#^d 2015-02-22 #^h Weekend Roundup

I've been very lazy when it comes to politics the last few weeks. Much of what's wrong is so wrong on so many levels it boggles the mind. You can try to organize it, boxing various articles up into bins like "Republicans acting dumb," "Democrats acting dumb," "The bipartisan Washington foreign policy mandarins fumbling one stupid war after another," and so on -- the common thread is a chronic inability to think clearly about anything. There was a piece in the Eagle today about a "post-mortem" report some Democratic Party bigwigs cobbled together (can't find the Eagle link, but here's a similar one at CNN). The "report" includes lines like this:

It is strongly believed that the Democratic Party is loosely understood as a long list of policy statements and not as people with a common set of core values (fairness, equality, opportunity). This lack of cohesive narrative impedes the party's ability to develop and maintain a lifelong dialogue and partnership with voters.

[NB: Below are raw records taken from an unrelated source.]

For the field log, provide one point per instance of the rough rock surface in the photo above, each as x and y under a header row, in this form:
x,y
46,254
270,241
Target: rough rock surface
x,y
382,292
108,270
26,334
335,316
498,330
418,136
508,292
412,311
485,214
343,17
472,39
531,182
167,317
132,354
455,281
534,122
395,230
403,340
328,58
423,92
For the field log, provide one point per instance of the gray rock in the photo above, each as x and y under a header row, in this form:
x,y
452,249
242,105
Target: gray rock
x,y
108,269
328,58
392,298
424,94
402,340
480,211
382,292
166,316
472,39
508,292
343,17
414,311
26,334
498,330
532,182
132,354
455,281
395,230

What these party bigwigs fail to recognize is for the party to win it has to go beyond touting common values and articulate a set of viable self-interests that will motivate popular support. A classic example of this was the 1860 Republican platform, which instead of decrying slavery or declaring the sanctity of the union crassly declared: "vote yourself a farm -- vote yourself a tariff." Even today, Republican appeals are scarcely less crass: vote yourself a tax cut, vote for guns everywhere, vote to outlaw abortion. If the Democrats wanted to compete, they should consider a slogan like "vote yourself a government that works for you" -- and if they wanted to scare the bejesus out of the Republicans, they could add: "vote yourself a union."

Instead, there was a story this week about the head of the Democratic Party in Kansas testifying in favor of a Republican state bill that would double the limits for political contributions. That may make his particular job a bit easier, but it would move the party away from the people it needs votes from, and it would reinforce the notion that elections are up for sale.

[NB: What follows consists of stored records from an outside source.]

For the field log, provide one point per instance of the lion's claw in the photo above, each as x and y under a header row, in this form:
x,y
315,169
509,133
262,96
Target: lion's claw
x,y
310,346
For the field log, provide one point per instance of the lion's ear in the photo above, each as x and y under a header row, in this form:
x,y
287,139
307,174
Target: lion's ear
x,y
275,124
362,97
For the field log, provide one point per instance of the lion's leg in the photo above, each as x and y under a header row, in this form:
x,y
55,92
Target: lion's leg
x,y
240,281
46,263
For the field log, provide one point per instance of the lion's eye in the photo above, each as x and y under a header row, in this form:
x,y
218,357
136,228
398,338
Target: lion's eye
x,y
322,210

The report lays out brutal losses since Obama swept into office in 2008: Democrats have shed 69 House seats, 13 Senate seats, 910 state legislative seats, 30 state legislative chambers and 11 governor's offices.

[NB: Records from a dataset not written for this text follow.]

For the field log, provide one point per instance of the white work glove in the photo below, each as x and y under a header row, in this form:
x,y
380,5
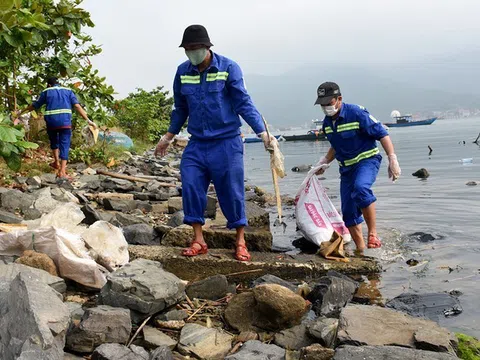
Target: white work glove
x,y
394,170
162,146
91,123
322,161
267,140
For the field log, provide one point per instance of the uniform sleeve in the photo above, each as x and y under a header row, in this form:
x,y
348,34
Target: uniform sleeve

Obama deserves a substantial amount of blame for those offices -- not so much for his policies, mediocre and unfocused as they've been, as for his messaging, and for undermining the party for his personal benefit. By messaging, I mean his failure to clearly break from the Bush administration's manifest disasters as well as to keep the public focused on the partisan responsibility for those disasters, But he also wrecked the Democratic Party organization that won elections in 2006-08. Just because he personally could raise money to beat McCain and Romney doesn't mean that he was right to ignore the problem of money in politics. He has, after all, done nothing to counter the Kochs' threat to raise $900 million to buy 2016. If anything, he's made their corruption all the more inevitable.

So while it's possible to make fun of the Republicans in Kansas, as Crowson does here:

Still, it's not that funny. Most of the Kansas legislature's bills have been predictable, but this one breaks new ground in terms of being wrong on so many levels: Kansas bill would reward foster parents who are married, faithful, alcohol-free. Among other things, the bill treats foster care as a business, offering incentive pay for behaviors which the drafter believes to be morally superior, and hidden within it is "state education aid to either home school or send their foster kids to private school" -- yet another ploy to undermine public schools and the idea that everyone has an equal right to a quality education. As for church going, my recollection is that some of the worst scandals in the history of foster care involve churches.

Nor is Kansas the only state where absolute Republican power has corrupted absolutely. See Kansas not only state trying to prevent LGBT protections. Brownback recently revoked a Kansas executive order extending various protections to LGBT workers. Arkansas wants to go one step further and prevent any local governments from offering anti-discriminatory protections to its workers.